If you've finished an especially intense workout, you may ask yourself, "Why do my legs ache after exercising?" Your question is a valid one which can point to several causes. It is one of the paradoxes about physical fitness that sometimes exercising can cause pain despite the fact that it is essential for good health.
Why Do My Legs Ache After Exercising?
Lack of Activity
Achy leg muscles can be a result of inactivity. Perhaps you have not been exercising frequently. Suddenly, your body is faced with a rush of new activity when you decide to take up jogging or biking. Unconditioned muscles are likely to ache after a surge of new activity. The irony of your aches and pains is that you must exercise in order to prevent future issues. However, with some people, the initial pain can be a barrier to continued exercise.
On the other hand, if you do exercise, it is important that you stretch before and after your workouts. Your hips muscles may become tight if you hike or bike, causing that uncomfortable ache in your legs. Stretching helps increase your flexibility and range of motion which can help prevent the pain caused by exercise. Stretching after exercise takes advantage of your warmed muscles and the increased blood flow to achieve the maximum benefits.
Lactic Acid Build-Up
If you exercise regularly, you build up your lung capacity and improve your body's ability to deliver oxygen to your body's tissues. The glucose in your blood will fuel your activity. If you cannot keep up with your energy demands, your body will resort to breaking down carbohydrates for energy using a method which does not require oxygen, producing lactic acid in the process.
The result of this lactic acid build-up is pain in your legs, often as a burning sensation. In a way, this action is one safeguard your body uses to encourage you to reduce the intensity of your activity. Contrary to popular belief, lactic acid build-up causes pain during and immediately after exercise. It is not the cause for the achiness you feel later, according to a 2006 paper published in Scientific American.
Sometimes muscle strain may occur a day or two after you have worked out. Delayed onset muscle soreness (DOMS) is common when you begin a new exercise program. If you wonder, "why do my legs ache after exercising," the pain represents your body making the adjustment to your new activity.

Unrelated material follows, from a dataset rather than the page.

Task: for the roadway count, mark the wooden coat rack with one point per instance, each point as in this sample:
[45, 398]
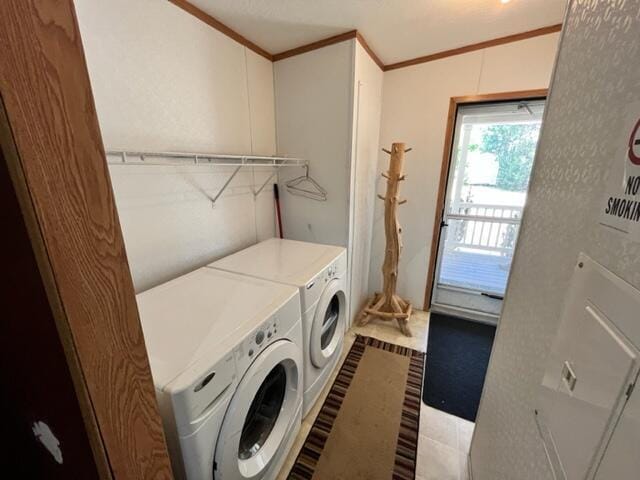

The exact cause, and thus cure, of DOMS is not known. Researchers believe that this pain may be caused by tiny tears in your muscle fibers which occur when you exercise, especially after an intense effort. While you may associate it as a beginner's problem, even seasoned athletes can experience DOMS.
The important thing is to not let minor muscle aches keep you from exercising. Gentle activity such as walking or yoga can help relieve your pain by ensuring the continued flow of oxygen and energy to your muscles. This can help speed the recovery of your muscles and thus your return to exercise. It's simply a matter of helping your body to heal itself.
Another possible cause of post-exercise pain can be shin splints. With shin splints, your pain is typically confined to the tibialis anterior muscle on the front of your lower leg. Like other causes, shin splints occur from overuse of your muscles.
Whereas with muscle strains you use low intensity activity to work through the pain, with shin splints you should rest and refrain from exercise until your pain abates. Alternating ice and heat therapies may provide some relief. Rest, in most cases, is the best cure.
Learn from Experience
Leg pain after exercise can be very frustrating, especially if you are just beginning a new workout program. Recognizing the possible causes can help you avoid the aches which may keep you from exercising. Learn from your experiences so that you can stay active.